American Hegemony and the Rise of China: Expertise, Culture, and U.S. National Security in the Asia-Pacific Since 1972
American Hegemony and the Rise of China: Expertise, Culture, and U.S. National Security in the Asia-Pacific Since 1972
This project is a historical sociology of the community of China experts in the United States. It explores the China field’s relationship to US policy since the opening to Beijing in the early 1970s. Based on 177 original interviews with experts and former policy-makers, field research in Washington DC and elsewhere, and an exhaustive survey of primary and secondary data, the project examines the rise and rapid recent demise of “Engagement” with China. Engagement’s downfall, it suggests, followed less a rational process of responding to shifts in Chinese behavior and the objective balance of global power, and more a swift paradigmatic turnover in the view of China held by key groups in the US government and the wider China knowledge community. The project traces the paradigmatic turnover to three key processes: Engagement’s politicization, professionalization and personalization—its imbrication in struggles within the US China field at once over political power, expertise and prestige, and personal careers and legacies.
The project thus shows that understanding US-China relations today requires more than a grasp of the supposedly timeless verities of great power rise and decline. To further deepen the analysis, it compares the American field of China experts with those in Britain and Australia, and the field of Soviet/Russia experts in the US. Absent a significant Russia business lobby, or similar numbers of researchers from think tanks and academia invested since the early 1970s in establishing and maintaining good contacts with Moscow, the Russia policy field features a narrower mainstream position, less optimistic of good relations than pro-Engagement China watchers. Second, the project develops an analysis of the China expert community/policy-making nexus in Australia and the United Kingdom. In each case, China policy-making remains pragmatic, despite worsening diplomatic relations and strong pressure from the Trump administration to adopt a stronger anti-China position. I trace this feature to the absence of the politicized, professionalized, and personalized Engagement frame characteristic of the US.

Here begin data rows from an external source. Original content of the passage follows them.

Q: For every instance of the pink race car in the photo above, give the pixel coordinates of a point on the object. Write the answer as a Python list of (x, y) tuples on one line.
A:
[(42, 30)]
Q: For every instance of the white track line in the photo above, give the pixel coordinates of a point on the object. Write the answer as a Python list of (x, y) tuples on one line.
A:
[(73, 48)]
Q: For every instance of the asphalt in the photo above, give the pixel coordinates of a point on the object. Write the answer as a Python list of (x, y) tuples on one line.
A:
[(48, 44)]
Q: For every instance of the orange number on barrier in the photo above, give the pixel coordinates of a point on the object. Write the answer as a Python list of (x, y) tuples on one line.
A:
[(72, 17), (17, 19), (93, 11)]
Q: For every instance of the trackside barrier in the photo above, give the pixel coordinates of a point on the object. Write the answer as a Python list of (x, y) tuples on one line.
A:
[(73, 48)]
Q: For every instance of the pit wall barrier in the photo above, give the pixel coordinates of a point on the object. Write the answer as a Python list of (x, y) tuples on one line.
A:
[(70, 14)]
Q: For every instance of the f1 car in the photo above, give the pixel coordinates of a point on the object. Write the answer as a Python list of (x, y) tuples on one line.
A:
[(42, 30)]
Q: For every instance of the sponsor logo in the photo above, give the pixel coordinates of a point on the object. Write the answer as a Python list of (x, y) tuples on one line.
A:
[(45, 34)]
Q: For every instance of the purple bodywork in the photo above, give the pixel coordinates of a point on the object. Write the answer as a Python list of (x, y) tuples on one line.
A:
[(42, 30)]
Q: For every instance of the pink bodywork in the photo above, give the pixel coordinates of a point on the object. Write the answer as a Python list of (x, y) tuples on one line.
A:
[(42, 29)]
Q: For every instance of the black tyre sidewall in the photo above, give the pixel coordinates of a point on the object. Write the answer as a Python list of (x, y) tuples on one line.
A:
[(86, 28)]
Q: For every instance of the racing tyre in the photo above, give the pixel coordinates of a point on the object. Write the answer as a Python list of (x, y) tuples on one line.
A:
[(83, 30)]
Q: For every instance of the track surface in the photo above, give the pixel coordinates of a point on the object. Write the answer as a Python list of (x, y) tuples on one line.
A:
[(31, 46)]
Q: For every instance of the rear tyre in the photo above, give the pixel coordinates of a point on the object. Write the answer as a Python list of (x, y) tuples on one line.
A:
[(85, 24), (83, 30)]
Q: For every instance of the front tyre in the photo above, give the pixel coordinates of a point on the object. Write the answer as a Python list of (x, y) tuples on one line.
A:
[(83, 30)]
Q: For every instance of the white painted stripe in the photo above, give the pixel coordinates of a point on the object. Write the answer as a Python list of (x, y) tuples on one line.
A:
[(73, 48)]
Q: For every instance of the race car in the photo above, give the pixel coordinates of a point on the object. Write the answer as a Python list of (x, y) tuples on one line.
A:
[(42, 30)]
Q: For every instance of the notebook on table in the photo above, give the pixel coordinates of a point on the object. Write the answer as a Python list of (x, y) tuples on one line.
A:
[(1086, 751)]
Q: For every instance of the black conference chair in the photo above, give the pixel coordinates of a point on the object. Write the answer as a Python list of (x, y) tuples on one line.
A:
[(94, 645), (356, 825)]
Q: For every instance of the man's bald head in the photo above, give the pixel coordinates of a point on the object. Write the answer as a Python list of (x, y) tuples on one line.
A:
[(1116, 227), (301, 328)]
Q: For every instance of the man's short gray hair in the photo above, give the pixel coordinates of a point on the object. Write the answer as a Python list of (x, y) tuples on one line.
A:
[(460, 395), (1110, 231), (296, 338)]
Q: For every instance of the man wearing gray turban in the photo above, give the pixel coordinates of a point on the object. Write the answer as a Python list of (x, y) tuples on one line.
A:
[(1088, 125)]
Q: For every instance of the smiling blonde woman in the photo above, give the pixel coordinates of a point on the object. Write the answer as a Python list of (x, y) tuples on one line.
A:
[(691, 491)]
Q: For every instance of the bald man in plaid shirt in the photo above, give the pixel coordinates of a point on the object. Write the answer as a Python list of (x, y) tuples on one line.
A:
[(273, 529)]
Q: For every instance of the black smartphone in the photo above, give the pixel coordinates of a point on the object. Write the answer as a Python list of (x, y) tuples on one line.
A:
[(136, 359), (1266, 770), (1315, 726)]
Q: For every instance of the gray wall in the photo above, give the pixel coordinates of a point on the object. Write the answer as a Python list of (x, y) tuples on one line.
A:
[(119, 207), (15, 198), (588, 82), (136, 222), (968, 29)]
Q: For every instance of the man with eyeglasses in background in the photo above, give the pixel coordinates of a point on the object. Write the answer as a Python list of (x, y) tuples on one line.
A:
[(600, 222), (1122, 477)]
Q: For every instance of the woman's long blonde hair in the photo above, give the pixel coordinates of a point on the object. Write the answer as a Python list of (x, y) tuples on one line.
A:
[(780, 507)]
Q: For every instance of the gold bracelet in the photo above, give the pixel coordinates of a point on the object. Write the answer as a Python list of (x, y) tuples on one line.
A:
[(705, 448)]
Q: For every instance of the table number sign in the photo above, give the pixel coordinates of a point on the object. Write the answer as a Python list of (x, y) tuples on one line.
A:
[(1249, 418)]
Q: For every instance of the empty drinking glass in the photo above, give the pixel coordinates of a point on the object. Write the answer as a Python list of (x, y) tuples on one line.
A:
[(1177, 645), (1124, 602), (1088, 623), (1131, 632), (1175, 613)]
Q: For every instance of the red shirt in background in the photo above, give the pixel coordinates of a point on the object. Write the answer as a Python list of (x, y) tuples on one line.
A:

David M. McCourt is an Associate Professor of Sociology at the University of California-Davis. He completed his PhD at the European University Institute in Florence, Italy, and was previously a Lecturer in International Politics at the University of Sheffield, UK. His research sits at the intersection of IR and political sociology, and focuses on US, UK and EU foreign policy, diplomatic history, and IR theory. He is the author of Britain and World Power Since 1945 and American Power and International Theory at the Council on Foreign Relations, 1953-54, both published with the University of Michigan Press. His current project is an examination of the community of China experts and the decline of “Engagement” in US policy towards the PRC.